1月6日 白井 冬至朗

 白井冬至朗は自転車から降りた。右手だけで片方のハンドルを持って自転車を押しながら、停めておける場所を探す。

 確か小さな公園があったはずだ、と四階建てのマンションの角を曲がった。記憶にあったよりもはるかに狭い公園があった。車の進入を防ぐ柵の間をくねくねと自転車を押して、公園内に入る。トイレの裏手に自転車を置いて、鍵をかけた。

 ママチャリの前カゴから茶色のショルダーバッグを引っ張り出したとき、左足に軽い衝撃を感じた。

 足元に目をやると、軟式野球のボールが転がっていた。

「すみません」

 明るい声のほうに顔を向けた。小学校低学年らしき男の子と女の子が、白井に向かって駆け寄ってきていた。二人よりも早く、白井のもとにたどり着いたものがいた。

 犬だ。

 白い毛のところどころに黒の混じった耳の長い犬が、白井のジーンズの膝あたりに鼻を押しつけてきた。

「ハナ、ダメだよ」

 どうやらハナというのが犬の名前らしい。ハナならメスかな、と白井は思った。

 白井は犬嫌いだった。正確には犬に嫌われていると思っていた。

 それは白井が子どもの頃に住んでいた家の近くに大きなコリーがいて、やたらと吠えられたことが大きい。

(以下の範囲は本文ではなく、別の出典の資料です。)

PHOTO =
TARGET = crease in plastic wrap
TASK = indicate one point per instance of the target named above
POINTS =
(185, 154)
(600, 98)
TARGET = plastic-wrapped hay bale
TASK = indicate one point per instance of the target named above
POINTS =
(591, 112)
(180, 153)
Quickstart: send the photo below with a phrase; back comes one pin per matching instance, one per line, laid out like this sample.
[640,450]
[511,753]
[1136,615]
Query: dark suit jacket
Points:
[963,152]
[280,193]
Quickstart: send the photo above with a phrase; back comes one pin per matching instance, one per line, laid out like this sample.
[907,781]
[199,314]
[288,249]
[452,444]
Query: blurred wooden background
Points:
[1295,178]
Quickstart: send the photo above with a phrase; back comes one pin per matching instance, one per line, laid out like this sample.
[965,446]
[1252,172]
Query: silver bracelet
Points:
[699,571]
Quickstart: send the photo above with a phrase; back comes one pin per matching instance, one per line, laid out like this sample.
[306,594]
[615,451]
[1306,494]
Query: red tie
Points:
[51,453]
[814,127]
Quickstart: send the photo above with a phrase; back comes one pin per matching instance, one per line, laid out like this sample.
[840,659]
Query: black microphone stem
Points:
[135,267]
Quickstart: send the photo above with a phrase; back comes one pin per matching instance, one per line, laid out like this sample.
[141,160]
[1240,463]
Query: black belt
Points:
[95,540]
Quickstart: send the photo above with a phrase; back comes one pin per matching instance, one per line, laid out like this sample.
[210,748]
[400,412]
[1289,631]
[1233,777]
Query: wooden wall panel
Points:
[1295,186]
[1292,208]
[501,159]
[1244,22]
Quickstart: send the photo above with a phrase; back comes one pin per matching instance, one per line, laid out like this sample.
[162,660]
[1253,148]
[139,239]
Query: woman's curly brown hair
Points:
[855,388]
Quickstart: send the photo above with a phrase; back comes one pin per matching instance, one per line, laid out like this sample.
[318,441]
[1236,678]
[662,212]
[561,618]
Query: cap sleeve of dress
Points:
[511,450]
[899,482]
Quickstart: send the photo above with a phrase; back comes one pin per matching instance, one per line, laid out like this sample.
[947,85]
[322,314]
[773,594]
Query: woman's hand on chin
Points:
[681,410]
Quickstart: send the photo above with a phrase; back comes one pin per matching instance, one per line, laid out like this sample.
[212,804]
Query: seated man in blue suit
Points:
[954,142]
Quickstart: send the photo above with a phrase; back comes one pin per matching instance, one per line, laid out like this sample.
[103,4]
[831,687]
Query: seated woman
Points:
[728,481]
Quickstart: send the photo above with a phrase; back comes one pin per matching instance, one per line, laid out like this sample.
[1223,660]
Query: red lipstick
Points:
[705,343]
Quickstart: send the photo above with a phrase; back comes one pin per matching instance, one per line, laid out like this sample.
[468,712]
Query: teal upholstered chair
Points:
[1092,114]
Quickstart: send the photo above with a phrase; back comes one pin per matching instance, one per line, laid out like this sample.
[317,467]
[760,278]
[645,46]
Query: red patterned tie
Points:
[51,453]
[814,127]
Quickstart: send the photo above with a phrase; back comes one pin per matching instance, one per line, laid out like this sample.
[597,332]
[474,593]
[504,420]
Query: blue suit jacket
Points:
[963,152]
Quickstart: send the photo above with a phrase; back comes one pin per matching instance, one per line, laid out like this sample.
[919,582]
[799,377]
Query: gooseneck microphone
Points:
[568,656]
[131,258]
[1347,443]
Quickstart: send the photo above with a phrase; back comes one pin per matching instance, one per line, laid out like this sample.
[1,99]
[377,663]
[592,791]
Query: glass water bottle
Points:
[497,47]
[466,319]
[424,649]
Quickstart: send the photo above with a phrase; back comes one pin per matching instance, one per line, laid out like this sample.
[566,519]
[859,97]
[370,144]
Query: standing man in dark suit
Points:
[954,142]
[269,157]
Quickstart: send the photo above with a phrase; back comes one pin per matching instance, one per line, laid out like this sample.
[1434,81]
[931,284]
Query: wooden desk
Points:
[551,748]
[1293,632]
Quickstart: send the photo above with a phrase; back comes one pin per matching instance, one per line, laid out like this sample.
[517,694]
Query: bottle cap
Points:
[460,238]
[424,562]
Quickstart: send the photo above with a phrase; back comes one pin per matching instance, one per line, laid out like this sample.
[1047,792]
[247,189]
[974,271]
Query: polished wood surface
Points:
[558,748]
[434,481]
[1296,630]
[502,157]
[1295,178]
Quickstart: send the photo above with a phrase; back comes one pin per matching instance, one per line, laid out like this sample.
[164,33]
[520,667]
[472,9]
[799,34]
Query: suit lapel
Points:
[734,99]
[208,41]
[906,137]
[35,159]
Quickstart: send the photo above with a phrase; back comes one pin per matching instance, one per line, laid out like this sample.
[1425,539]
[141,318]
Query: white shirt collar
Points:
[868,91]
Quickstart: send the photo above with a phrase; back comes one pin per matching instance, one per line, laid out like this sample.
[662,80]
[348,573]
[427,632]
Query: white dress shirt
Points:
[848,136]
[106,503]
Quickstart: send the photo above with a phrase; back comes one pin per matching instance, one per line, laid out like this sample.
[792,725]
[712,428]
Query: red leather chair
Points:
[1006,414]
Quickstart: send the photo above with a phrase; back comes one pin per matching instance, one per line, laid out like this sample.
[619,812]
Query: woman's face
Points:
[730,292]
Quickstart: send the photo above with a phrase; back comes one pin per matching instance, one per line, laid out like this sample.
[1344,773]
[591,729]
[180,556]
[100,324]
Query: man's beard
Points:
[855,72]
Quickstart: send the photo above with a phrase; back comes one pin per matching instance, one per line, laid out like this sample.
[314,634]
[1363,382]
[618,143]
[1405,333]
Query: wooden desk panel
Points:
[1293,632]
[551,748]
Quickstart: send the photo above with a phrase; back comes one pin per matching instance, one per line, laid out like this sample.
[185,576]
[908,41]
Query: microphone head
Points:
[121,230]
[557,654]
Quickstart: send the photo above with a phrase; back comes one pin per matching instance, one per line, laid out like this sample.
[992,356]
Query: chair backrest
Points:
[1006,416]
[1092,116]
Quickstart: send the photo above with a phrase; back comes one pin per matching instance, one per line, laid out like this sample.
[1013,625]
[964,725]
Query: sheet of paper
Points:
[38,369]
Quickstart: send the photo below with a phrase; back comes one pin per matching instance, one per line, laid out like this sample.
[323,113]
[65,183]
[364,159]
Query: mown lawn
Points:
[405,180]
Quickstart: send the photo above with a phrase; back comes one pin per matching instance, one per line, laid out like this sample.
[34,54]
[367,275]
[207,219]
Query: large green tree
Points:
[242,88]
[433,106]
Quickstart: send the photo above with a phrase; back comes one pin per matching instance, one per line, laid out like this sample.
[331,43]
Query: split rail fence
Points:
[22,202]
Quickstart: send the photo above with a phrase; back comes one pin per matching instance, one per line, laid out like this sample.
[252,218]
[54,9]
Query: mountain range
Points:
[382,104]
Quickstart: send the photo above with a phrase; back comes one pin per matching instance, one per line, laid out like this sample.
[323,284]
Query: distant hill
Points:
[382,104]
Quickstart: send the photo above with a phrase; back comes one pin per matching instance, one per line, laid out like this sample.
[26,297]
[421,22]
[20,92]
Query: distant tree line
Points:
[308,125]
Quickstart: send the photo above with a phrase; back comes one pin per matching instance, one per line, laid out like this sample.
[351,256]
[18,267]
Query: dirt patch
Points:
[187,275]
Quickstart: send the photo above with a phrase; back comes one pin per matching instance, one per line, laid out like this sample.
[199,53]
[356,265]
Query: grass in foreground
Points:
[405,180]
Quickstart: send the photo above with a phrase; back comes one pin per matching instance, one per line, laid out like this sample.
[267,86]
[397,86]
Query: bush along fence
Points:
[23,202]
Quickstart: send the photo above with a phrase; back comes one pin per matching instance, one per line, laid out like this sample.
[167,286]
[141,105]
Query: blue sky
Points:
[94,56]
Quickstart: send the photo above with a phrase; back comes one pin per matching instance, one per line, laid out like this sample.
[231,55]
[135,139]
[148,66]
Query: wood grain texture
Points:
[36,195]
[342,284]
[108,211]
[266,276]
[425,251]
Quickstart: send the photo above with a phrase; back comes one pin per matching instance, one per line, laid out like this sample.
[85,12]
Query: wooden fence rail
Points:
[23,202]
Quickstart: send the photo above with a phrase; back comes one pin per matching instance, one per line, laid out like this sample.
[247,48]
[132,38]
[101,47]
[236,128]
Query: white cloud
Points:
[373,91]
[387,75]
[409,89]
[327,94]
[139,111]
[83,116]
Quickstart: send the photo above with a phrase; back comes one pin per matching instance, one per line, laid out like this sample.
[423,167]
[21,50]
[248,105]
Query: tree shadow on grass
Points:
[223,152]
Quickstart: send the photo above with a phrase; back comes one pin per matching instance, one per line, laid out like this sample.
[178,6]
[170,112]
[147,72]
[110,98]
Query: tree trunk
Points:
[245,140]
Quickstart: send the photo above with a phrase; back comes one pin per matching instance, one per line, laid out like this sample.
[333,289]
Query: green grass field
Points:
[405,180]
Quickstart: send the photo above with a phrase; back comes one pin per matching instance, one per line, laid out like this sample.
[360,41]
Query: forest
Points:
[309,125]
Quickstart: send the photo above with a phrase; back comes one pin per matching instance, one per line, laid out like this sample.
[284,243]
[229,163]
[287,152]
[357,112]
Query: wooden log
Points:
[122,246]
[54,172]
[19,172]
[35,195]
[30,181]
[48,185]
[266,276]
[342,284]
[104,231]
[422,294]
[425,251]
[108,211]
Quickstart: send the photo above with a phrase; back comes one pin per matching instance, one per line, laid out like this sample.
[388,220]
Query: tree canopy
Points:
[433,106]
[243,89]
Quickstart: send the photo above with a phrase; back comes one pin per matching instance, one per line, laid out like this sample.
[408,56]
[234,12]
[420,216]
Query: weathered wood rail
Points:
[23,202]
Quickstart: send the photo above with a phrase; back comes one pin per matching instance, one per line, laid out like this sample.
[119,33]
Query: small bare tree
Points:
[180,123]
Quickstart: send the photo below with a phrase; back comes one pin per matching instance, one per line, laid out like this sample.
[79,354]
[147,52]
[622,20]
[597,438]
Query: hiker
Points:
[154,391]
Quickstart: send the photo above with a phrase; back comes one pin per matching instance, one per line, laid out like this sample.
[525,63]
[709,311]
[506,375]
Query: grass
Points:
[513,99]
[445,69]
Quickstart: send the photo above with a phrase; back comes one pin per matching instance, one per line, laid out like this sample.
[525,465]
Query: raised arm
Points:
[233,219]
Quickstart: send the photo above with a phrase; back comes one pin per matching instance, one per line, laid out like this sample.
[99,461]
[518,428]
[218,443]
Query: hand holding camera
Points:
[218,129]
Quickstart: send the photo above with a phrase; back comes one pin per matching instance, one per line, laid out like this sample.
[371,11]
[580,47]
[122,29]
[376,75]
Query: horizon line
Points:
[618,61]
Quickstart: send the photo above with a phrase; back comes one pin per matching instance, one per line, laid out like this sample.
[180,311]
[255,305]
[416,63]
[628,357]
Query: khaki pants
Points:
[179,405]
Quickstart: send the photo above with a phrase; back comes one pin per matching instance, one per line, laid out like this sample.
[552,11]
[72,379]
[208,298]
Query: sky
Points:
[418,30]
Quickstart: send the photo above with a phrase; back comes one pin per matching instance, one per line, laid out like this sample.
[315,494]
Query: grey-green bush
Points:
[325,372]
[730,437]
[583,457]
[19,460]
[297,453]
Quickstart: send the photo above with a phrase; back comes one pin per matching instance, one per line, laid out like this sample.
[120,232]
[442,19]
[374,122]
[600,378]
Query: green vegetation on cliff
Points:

 二十歳も過ぎた今なら、それほど大きな犬ではなかったと思えるが、当時の白井にしてみれば、ジョンだかジョナサンだかジャッキーとかいった茶色のコリー犬は、ほとんど自分と同じサイズの化け物だった。

 無邪気なハナに鼻を押しつけられて、白井は妙に嬉しくなった。初めて犬というものがかわいく思えた。愛犬家の気持ちが少しだけわかったような気がした。

 足元のボールを拾って、ボウリングの球を転がすかのように二人の子どもに向かって投げてやった。ボールは公園に敷かれたタイルの通路の凹凸にぶつかり、あさっての方向に進んでいった。

 ハナはボールを追わず、白井の脚にまとわりつくようにしている。

 犬のくせにボールを追いかけないのか、と白井はまじまじとハナを見た。

 やがて少女はやってきて、ハナの体に手を回した。

「ダメだよ。そんなに簡単に人を好きになっちゃ」

 いかにも子どもっぽいピンクの服を着た女の子の口から、三十女のような台詞が飛び出て、白井はおかしくなった。笑わなかったのは、笑っては悪いと思ったからではなく、笑ったら不審者だと思われかねないと案じたからだ。

「ミドリ、なにしてるんだよ、早くハナ連れて戻ってこいよ」

 ボールを手にした男の子が叫ぶ。

「わかってるって。今行くってばアオ」

犬をなでながら少女が声を張り上げた。その言葉にハッとした。

 アオ。

 確かにそう聞こえた。

 それがボールを持って不機嫌そうな顔をしている男の子の名前なのだろう。

 白井は自転車のスタンドのストッパーに足をかけた。

 夏八木蒼の様子を確かめるために夏八木のアパートの近くまで来たのだが、どうしようもなく恥ずかしい気分になっていた。

 夏八木が一月三十一日に死ぬという予知夢をみた。どうにかしなければと日本列島を寒気が襲うなか、自転車を飛ばしてきたのだが、今なにかができるわけでもないことに気づいた。

 かすかだが、夏八木の部屋は公園から見えた。

 カーテンの隙間から夏八木に見られていなければいいなと思いながら、白井は自転車の向きを変えた。